The full Circuit solution incorporates: standard communication and collaboration channels; scalability for voice, screen- and video-sharing sessions based on WebRTC; worldwide managed services and technical support from both Atos and Unify; integration into Siemens existing phone infrastructure using a feature called the Circuit Advanced Telephony Connector; use of Circuit APIs to integrate into existing applications used at Siemens, such as enterprise file-sharing service Syncplicity; and an agile product development process that includes automatic monthly updates, which means Karcher’s team no longer has to chase down unpatched devices.
Consistent experience is the key to success
Crucial to the success of the deployment, says Karcher, has been the ability to introduce consistency of experience and communications processes across the company.
One of the most noticeable impacts to date has been the ability to bring together all strands of communication across the business in one application, instead of having to host separate products for chat, telephone, video-conferencing, and screen and file-sharing, that has a consistent look and feel, whether it is being used on a smartphone, tablet, laptop or desktop, and can seamlessly transition modes of communication between devices.
As a most basic example, Siemens staff can now begin calls on a smartphone while walking into the office, transfer them to a desktop-based softphone via a headset on arrival, or share the call with colleagues in a conference room setting.
“I think that’s the major difference,” says Karcher. “Users can switch on their smartphone and, with one click, connect to an active conversation, or share their screen or video.”
Standardisation has had other effects for the business, for example by making it easier to integrate new joiners into the corporate ecosystem and enabling workers to collaborate in between teams and business units across country borders.
This meets a vital requirement for Siemens, as its disparate business units depend on international cooperation to serve and support the organisation’s customers and partners, wherever they may be.
File-sharing features built into Circuit are now being used to swap more than 1.8TB of data every 24 hours, while over the same period, an average of 1.2 million instant messages are sent across the system.
As previously explored by Computer Weekly, UCC systems are beginning to come into their own as a means by which enterprises can at least attempt to mitigate the effects of climate change.
One, often underappreciated, aspect of climate change is that it is not merely causing average temperatures to rise, but is also influencing global weather patterns, with the result that many parts of the world are already experiencing extreme weather conditions more frequently.
With this in mind, at the beginning of 2019, central Europe was blanketed by severe snowfall – over a metre deep in parts of Austria – which brought cities such as Munich, which is generally well prepared for normal winter weather, to a standstill.
“Without doubt, two years ago I would have had huge issues working from home, but now being able to do that with only an internet connection meant I spent three days at home, without needing to drive through Munich,” says Karcher.

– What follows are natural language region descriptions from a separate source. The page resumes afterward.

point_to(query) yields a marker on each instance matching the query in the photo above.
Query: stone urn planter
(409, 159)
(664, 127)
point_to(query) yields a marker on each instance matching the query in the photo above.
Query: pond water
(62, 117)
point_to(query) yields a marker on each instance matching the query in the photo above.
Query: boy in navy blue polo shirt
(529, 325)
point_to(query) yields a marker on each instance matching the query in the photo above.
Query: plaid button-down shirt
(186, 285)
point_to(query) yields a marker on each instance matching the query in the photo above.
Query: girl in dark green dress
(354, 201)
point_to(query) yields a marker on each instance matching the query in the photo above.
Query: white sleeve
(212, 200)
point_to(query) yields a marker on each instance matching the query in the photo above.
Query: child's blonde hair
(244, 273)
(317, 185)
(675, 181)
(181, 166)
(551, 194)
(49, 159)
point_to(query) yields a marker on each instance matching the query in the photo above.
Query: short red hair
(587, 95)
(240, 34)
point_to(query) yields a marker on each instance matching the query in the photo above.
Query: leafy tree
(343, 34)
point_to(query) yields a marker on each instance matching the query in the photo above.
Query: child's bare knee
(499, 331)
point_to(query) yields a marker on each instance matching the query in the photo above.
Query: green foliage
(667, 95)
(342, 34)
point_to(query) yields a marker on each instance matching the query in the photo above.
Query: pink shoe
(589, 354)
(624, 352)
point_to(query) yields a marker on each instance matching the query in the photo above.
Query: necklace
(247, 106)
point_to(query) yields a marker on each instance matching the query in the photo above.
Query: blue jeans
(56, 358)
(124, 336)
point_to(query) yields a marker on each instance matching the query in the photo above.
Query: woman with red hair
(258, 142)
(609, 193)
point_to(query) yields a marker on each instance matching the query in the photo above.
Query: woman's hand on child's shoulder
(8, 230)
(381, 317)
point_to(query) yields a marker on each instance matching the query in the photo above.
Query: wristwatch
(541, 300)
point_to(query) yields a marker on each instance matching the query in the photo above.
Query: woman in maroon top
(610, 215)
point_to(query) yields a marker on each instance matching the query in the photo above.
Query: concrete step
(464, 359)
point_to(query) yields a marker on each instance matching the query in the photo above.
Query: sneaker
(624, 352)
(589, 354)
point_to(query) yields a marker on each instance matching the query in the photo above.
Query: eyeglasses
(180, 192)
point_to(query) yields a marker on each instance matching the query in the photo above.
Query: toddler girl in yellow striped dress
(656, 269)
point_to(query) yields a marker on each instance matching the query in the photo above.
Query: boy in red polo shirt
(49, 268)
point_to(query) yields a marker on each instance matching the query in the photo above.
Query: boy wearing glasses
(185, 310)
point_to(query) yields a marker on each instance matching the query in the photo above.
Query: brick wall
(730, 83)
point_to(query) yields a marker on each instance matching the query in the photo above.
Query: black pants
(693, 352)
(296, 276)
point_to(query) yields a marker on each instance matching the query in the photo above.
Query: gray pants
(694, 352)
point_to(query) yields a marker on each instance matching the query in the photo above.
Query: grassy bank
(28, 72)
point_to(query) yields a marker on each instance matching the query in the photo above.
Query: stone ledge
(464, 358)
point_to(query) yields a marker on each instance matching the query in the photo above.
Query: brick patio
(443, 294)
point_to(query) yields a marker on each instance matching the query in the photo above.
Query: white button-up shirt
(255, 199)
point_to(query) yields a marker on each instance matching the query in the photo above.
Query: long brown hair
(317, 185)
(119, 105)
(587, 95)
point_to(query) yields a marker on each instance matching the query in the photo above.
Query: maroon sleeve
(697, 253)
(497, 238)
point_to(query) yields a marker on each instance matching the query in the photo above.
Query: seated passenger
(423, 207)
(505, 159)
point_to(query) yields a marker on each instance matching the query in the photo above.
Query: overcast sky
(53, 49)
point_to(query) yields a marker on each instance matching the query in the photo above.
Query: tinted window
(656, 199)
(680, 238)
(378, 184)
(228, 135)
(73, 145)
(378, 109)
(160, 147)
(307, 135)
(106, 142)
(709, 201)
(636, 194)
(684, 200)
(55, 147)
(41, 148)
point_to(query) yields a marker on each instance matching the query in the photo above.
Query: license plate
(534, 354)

“Work-life balance is very important within Siemens, and it is more fulfilled by this type of solution.”
Beyond helping Siemens to adapt to extreme weather conditions better, Karcher says he hopes the Circuit deployment will have a wider impact in the fight against climate change by helping the organisation to mitigate its carbon emissions.
With this in mind, last year the business launched an initiative to slash its travel costs by a quarter, and this has been the biggest driver behind a greatly increased use of Circuit as a real-time communications tool – it now logs 87 million minutes of calls a month.
“Working globally, we have nearshoring and offshoring in place within the IT environment, so I have colleagues spread worldwide,” says Karcher. “Parts of the Circuit core team work in the US, and in Lisbon too, so this is one very beneficial way to reduce our carbon footprint.”